Потом пришла телеграмма о гибели еще одного отцовского друга… Осунулся отец, плечи ссутулились. С работы стал приходить поздно, часто выпивал, и пьяный плакал, говорил, что ему стыдно — друзья погибли, а он уцелел, отсиживаясь в тылу. Отец ходил в военкомат, просился на фронт, но его не отпускали с оборонного завода, да и зрение подводило.
Гибель друзей для отца явилась страшным ударом, после которого он так и не смог оправиться. Стоило ему хотя бы ненадолго остаться наедине с самим собой, как он впадал в уныние.

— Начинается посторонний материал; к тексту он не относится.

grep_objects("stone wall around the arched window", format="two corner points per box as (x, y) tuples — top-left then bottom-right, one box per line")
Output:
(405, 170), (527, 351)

Сейчас, через десятки лет, когда мертвым давно воздалось должное (к сожалению, не всем), а живых участников войны осталось не так уж и много, я вижу, как нередко благополучие растлевает души, вселяет в молодое поколение пресыщенность, а то и ведет к насилию, и я думаю: неужели у каждого поколения должна быть своя война, что, только пройдя через суровые испытания, человек способен понять других людей, научиться дорожить простыми ценностями, неужели без страха и опасностей люди перестанут быть людьми? Я думаю о том, что в природе борьба за существование — естественный отбор всего живого, механизм поддержания жизни, но получается, что и мы, люди, — результат тысячелетней борьбы за выживание?!